If it’s the right thing, if something needs to be done…
Make yourself do it.
You’re never going to “feel like it.”
Practice daily with things big and / or small without complaining.
Never tolerate abuse. But definitely learn how to throw annoying habits and stupid drama in the bucket of the 10% of things you don’t like about being in the relationship. Even the most beautiful stallions poo, everything produces waste. Clean the waste, deal with it as a constant byproduct of life. don’t $@!#% the horse so you don’t have to deal with poo.
Your mother and I would never want you to sacrifice the wellbeing of your own family for us. They should always be your priority. In the years ahead, make the choices that affirm that.
“Where you stand depends on where you sit.” It means your personal situation informs your stance on issues. Try to imagine how you’d vote if you were sitting at a less privileged place.
Put a few drops of tea tree oil in their shampoo bottle to keep lice at bay. If there’s a outbreak at school, add more. (Or spritz their hair with a tea tree oil solution.)
“I don’t give a rat’s $@!#% how much respect u garner out in the world if you don’t show respect and love and serve those you love at home.”
____loosely quoted from Glennon Doyle’s ‘Untamed.’
Practice people skills: Firm handshake, introducing yourself, being courteous when encountering / being on receiving end of someone’s rude behavior, offering your seat (never sit while someone with gray hair, pregnant belly, any sort of injury or really anyone who is older or who works harder is standing.)
Appreciate other cultures when traveling or interacting among people from different cultures. Once on a mission trip, the locals brought coffee and cookies by in the afternoons, but I never took any. I regret that lost opportunity for connection.
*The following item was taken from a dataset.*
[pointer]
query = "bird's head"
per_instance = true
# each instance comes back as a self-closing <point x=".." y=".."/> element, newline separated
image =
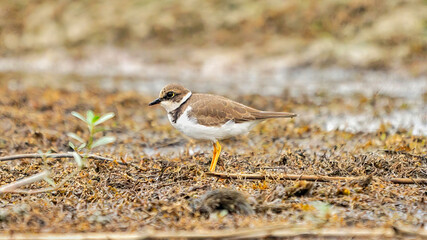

Some days it feels like your world is falling apart, but what's really happening is that it's falling into place. Make good choices. Be kind. Be brave. Trust.
Violent thunderstorms can be dangerous. Avoid driving or being out in severe weather: car accidents, downed trees, high winds, lightning, flash floods, etc. are all potentially just don’t take your safety for granted if the weather is severe, stay sheltered unless you absolutely positively have to be out and about.
I forget who said it but I love it: “I don’t know what I think until I write it down.” Paper and pen. Write. Keep it or burn it whatever you like. Journal or make a list or bullet points or narrative…whatever. Just write.
Default to "nice guy." Meaning it should require something significant for you NOT to be nice. Give people the benefit of the doubt. Cut them (and yourself) some slack. Life is hard. We're all in this together.
Work on controlling temper. Read books about how to reach this at a young age and keep updating the conversation as he grows. He needs to be able to control his temper.